Booth Id:
ROBO082T
Category:
Robotics and Intelligent Machines
Year:
2022
Finalist Names:
Koay, Tze Erhn (School: Raffles Institution)
Tan, Glenda (School: Raffles Institution)
Abstract:
More infectious variants of viruses can arise from rapid mutations in their protein sequences, creating new infection waves. These variants can evade one’s immune system and even infect vaccinated individuals, lowering vaccine efficacy. Hence, to improve vaccine design, this project proposes a deep learning approach to predict future, more infectious variants from an existing virus (exemplified by SARS-CoV-2). The approach consists of (i) an algorithm which acts as a “virus” attacking a host cell. To increase infectivity, the “virus” mutates itself to bind better to the host cell’s receptor. 2 algorithms were attempted to generate the mutations – greedy search and beam search. At each time-step, greedy search selects the best variant with the strongest binding to the host receptor while beam search selects the 10 best variants.
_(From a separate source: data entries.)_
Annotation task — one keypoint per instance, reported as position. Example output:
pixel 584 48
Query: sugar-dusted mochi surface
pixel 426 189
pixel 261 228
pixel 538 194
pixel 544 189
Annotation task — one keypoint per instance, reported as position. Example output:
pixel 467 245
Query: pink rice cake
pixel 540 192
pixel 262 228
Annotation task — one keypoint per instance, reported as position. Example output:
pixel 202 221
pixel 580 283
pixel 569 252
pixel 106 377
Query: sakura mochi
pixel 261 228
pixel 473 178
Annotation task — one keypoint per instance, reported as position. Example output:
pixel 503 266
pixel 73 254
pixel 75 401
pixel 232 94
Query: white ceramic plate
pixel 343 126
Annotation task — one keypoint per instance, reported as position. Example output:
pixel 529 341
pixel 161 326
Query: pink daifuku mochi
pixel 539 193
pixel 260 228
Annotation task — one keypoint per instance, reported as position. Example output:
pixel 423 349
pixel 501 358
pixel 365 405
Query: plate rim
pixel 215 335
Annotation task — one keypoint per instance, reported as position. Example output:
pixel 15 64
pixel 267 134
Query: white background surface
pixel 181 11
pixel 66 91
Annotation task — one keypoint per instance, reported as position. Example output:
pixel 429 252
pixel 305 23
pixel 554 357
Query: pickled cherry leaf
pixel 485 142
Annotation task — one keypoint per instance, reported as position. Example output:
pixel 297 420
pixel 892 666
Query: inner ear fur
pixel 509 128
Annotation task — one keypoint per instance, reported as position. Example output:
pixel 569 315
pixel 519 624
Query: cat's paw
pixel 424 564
The strength of this variant-host binding was then assessed by (ii) Optimus PPIme, a transformer neural network we developed, with a high accuracy of 90%. It was developed with masked language modeling pre-training, sharpness-aware minimization and data augmentation. These enabled Optimus PPIme to generalize well to new, unseen variants. With components (i) and (ii), beam search eventually proposed more infectious variants of stronger binding to the host receptor than greedy search, which was corroborated by 3D-docking. Therefore, this approach can potentially enable researchers to develop vaccines that provide protection against future infectious variants before the variants appear in reality, preventing outbreaks and saving lives.